Two former Romney advisers said Trump’s CNN interview convinced him to speak out more forcefully against the frontrunner. They added, however, that he is under no illusion that his remarks will dissuade Trump’s supporters from voting for him. In fact, when friends and allies have urged him in recent months to weigh in more often on various 2016 developments, he has responded, self-deprecatingly, that he is “old news,” and a “loser” — a politician who lacks Marco Rubio’s skills as a communicator and Ted Cruz’s passionate base of supporters. “No one wants to hear from me,” he told one friend.

But he also acknowledges that, as the former Republican nominee, he has the ability to drive media coverage with his commentary, and sources said he will be much more visible on TV in the coming days and weeks as he makes the case against Trump.

"I don’t think Mitt's speech is going to make or break Donald Trump's candidacy. But I do think there are a lot of people in the party and a lot of people around the country who see him as being a man of integrity," said Robert O'Brien, a friend and former foreign policy adviser to Romney. "Mitt would probably tell you his speech will not necessarily move the needle one way or the other. But there has been a lot of attention to his views, and he thinks it's right that he weigh in at this time."

His reemergence has, predictably, set off a fresh wave of speculation about his own political intentions, and two former Romney advisers said they’ve heard from scores of donors and loyalists this week asking if he is positioning himself to be drafted from the convention floor. But Romney has been adamant in public that he has no interest in such an outcome, and is expected to keep pushing back against the speculation, believing that his anti-Trump message will be undermined if it’s viewed as advancing his own self-interest.

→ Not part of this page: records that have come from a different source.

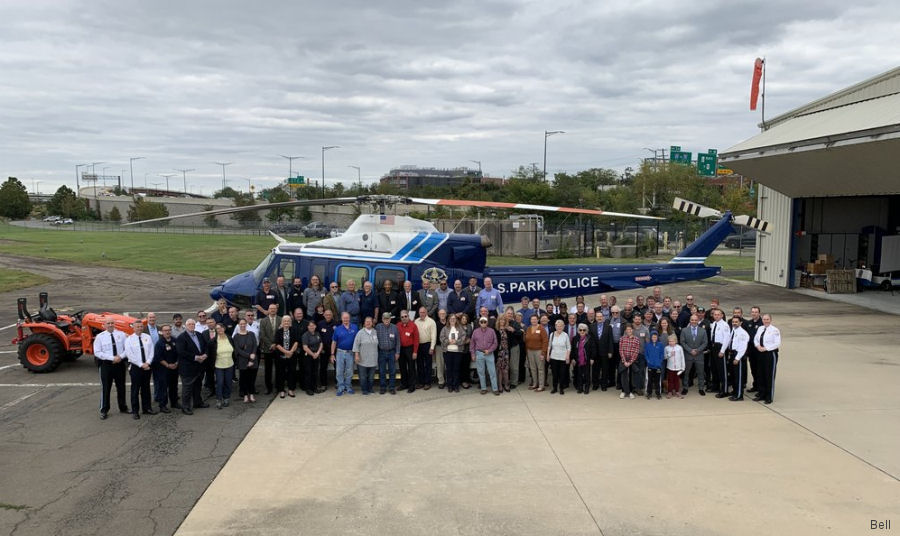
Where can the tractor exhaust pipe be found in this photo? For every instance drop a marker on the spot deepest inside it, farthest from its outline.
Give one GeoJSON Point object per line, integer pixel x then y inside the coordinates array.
{"type": "Point", "coordinates": [22, 306]}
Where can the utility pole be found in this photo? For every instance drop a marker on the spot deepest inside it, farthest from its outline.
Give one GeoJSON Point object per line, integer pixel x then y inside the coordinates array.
{"type": "Point", "coordinates": [131, 167]}
{"type": "Point", "coordinates": [223, 164]}
{"type": "Point", "coordinates": [358, 178]}
{"type": "Point", "coordinates": [184, 176]}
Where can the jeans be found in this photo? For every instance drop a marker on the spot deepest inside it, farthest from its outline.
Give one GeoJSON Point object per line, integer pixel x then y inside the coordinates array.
{"type": "Point", "coordinates": [224, 378]}
{"type": "Point", "coordinates": [343, 366]}
{"type": "Point", "coordinates": [366, 378]}
{"type": "Point", "coordinates": [483, 361]}
{"type": "Point", "coordinates": [387, 369]}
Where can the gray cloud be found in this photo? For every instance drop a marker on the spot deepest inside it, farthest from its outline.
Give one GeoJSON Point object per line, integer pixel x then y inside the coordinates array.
{"type": "Point", "coordinates": [185, 84]}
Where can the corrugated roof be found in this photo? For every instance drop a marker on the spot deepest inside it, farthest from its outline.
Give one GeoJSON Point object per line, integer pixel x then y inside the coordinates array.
{"type": "Point", "coordinates": [843, 121]}
{"type": "Point", "coordinates": [882, 85]}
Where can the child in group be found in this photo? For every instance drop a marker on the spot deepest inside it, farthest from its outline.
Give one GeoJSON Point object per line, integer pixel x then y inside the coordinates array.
{"type": "Point", "coordinates": [674, 367]}
{"type": "Point", "coordinates": [654, 353]}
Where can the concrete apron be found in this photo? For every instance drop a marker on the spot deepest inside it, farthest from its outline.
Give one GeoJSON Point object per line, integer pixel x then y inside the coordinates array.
{"type": "Point", "coordinates": [821, 459]}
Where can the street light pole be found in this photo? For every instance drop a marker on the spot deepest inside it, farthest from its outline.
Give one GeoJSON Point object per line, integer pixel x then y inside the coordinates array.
{"type": "Point", "coordinates": [223, 164]}
{"type": "Point", "coordinates": [358, 178]}
{"type": "Point", "coordinates": [184, 176]}
{"type": "Point", "coordinates": [131, 167]}
{"type": "Point", "coordinates": [547, 134]}
{"type": "Point", "coordinates": [325, 148]}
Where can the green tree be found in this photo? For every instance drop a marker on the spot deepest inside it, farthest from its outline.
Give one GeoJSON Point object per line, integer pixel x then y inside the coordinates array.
{"type": "Point", "coordinates": [114, 215]}
{"type": "Point", "coordinates": [147, 210]}
{"type": "Point", "coordinates": [64, 203]}
{"type": "Point", "coordinates": [247, 219]}
{"type": "Point", "coordinates": [210, 220]}
{"type": "Point", "coordinates": [14, 202]}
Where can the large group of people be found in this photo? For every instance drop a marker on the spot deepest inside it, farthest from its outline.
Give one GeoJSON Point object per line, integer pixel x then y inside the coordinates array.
{"type": "Point", "coordinates": [455, 338]}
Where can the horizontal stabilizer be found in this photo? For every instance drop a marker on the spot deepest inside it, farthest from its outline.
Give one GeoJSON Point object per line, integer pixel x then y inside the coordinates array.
{"type": "Point", "coordinates": [754, 223]}
{"type": "Point", "coordinates": [695, 209]}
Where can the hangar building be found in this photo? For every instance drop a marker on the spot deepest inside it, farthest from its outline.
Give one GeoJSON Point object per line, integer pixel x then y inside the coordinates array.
{"type": "Point", "coordinates": [829, 175]}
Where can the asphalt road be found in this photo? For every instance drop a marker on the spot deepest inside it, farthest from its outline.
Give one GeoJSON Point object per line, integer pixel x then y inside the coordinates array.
{"type": "Point", "coordinates": [67, 472]}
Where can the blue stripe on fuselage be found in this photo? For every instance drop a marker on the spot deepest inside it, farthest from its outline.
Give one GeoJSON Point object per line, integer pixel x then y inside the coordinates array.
{"type": "Point", "coordinates": [425, 247]}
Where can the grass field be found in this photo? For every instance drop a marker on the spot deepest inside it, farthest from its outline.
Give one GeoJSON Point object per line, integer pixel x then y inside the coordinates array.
{"type": "Point", "coordinates": [213, 256]}
{"type": "Point", "coordinates": [16, 279]}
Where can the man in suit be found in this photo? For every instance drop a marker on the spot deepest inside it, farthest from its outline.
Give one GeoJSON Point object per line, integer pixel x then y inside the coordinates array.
{"type": "Point", "coordinates": [428, 297]}
{"type": "Point", "coordinates": [602, 334]}
{"type": "Point", "coordinates": [267, 327]}
{"type": "Point", "coordinates": [191, 347]}
{"type": "Point", "coordinates": [388, 301]}
{"type": "Point", "coordinates": [409, 300]}
{"type": "Point", "coordinates": [694, 341]}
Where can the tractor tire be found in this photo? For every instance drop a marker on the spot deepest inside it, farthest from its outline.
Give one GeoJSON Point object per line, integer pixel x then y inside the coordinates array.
{"type": "Point", "coordinates": [40, 353]}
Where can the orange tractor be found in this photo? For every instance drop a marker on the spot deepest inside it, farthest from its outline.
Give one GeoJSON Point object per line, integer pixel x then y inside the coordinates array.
{"type": "Point", "coordinates": [56, 338]}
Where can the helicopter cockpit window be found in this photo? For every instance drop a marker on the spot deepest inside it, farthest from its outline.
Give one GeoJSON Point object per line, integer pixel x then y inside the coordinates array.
{"type": "Point", "coordinates": [260, 271]}
{"type": "Point", "coordinates": [386, 273]}
{"type": "Point", "coordinates": [357, 273]}
{"type": "Point", "coordinates": [286, 268]}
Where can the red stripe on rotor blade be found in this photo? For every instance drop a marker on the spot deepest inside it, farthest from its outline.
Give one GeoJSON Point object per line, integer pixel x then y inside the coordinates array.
{"type": "Point", "coordinates": [580, 210]}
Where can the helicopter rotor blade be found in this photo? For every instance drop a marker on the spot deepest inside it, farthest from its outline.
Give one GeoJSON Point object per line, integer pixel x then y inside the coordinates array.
{"type": "Point", "coordinates": [525, 206]}
{"type": "Point", "coordinates": [252, 208]}
{"type": "Point", "coordinates": [762, 226]}
{"type": "Point", "coordinates": [695, 209]}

For the same reasons, Romney has opted not to endorse Marco Rubio, the candidate for whom he has privately expressed a preference.

“Once you back a candidate, you’re just one of their surrogates,” said Zwick. “Mitt Romney is the former nominee of his party and he has his own opinions. He doesn’t have to get up and read the talking points from another campaign.”

If Republicans do arrive in Cleveland to a contested convention, one former adviser said Romney’s more likely role would be to help broker a “unity ticket” among the remaining non-Trump candidates.

“He is one of the few people with the stature in the party to convene a meeting of the candidates at the right time and help midwife a Republican ticket that would help beat Hillary Clinton,” the adviser said.